- As of now, there are two techniques implemented:
- (Baseline model) Bag of Words to featurize and cosine similarity to calculate similarity. Although it gives a good result on test set with 0.8 F1-score, it might not work well on simple sentences (for eg. I am good vs. I am not good) as Bag of Words doesn't take the order of words into consideration. This can be solved to a certain point by using ngram_range parameter in CountVectorizer (for eg. ngram_range = (1, 3)).
- Sentence embedding using MiniLM model with cosine similarity. MiniLM has the best tradeoff between speed and performance.

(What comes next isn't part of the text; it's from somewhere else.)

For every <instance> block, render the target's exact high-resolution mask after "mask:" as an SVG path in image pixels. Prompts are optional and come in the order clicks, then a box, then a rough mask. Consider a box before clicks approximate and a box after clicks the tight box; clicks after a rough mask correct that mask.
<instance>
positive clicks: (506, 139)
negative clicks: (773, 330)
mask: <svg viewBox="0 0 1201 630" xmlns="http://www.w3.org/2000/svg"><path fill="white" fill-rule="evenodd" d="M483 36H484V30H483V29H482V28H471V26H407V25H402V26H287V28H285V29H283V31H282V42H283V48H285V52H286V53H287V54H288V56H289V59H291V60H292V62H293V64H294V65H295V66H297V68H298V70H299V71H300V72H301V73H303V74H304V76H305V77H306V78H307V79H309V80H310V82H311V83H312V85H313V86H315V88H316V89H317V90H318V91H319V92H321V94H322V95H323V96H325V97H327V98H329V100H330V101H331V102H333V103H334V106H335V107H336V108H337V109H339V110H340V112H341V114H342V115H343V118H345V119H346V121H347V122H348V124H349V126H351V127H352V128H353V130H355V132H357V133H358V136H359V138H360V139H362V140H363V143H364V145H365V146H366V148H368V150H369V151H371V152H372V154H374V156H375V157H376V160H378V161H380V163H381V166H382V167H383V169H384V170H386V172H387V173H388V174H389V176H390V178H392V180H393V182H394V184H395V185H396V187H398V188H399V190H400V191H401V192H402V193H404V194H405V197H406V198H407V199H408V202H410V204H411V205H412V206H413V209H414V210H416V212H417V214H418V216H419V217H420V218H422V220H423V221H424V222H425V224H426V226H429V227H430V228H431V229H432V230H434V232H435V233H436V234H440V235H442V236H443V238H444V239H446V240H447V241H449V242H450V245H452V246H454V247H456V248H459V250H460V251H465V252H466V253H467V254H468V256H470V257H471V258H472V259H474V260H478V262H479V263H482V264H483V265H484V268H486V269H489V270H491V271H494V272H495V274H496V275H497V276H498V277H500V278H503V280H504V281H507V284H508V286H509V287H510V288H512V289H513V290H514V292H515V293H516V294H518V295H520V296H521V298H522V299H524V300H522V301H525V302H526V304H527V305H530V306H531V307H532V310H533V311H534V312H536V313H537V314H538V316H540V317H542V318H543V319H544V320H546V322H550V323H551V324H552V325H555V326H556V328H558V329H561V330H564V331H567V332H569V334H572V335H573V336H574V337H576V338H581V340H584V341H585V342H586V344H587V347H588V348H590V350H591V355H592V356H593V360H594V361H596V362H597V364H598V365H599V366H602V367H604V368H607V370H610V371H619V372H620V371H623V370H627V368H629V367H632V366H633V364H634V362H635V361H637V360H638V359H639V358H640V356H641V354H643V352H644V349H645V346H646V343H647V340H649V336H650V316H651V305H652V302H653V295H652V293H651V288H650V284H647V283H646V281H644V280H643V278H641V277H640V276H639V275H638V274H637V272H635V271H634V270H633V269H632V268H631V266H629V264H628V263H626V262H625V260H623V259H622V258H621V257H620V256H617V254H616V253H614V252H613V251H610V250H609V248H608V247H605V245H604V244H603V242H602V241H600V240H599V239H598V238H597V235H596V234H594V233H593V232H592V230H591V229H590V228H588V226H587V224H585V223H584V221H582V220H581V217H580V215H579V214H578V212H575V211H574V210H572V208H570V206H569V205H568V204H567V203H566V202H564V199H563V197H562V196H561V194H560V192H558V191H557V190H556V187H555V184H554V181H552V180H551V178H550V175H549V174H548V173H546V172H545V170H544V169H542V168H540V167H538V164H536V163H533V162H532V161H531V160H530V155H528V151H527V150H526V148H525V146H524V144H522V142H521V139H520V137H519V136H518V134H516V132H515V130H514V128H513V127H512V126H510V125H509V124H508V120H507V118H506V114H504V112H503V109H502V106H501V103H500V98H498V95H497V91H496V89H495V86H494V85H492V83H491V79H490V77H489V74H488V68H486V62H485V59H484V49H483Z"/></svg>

- Another good approach would be to train a classifier model on the dataset after extracting features from the texts. This might not work well as the size of the dataset is not very large (~3k) and the number of features can be very high.
- New datapoints can be generated for not-matching texts to augment the dataset.
- paraphrase_identification.py - Builds the model on the dataset and calculates F1-Score on test set.
- app.py - A Flask web application to provide a simple interface for paraphrase identification.
First, clone the repository or download as zip. Open the terminal/cmd and get into paraphrase_identification
as working directory.
- To calculate the F1-Score on test dataset, run
python paraphrase_identification.py
- To run the Dockerfile, follow the steps:
- Build image from Dockerfile:
docker build -t webapp .
- Once it is built successfully, run the image:
docker run -p 5000:5000 webapp
- Open the browser and paste the link
http://localhost:5000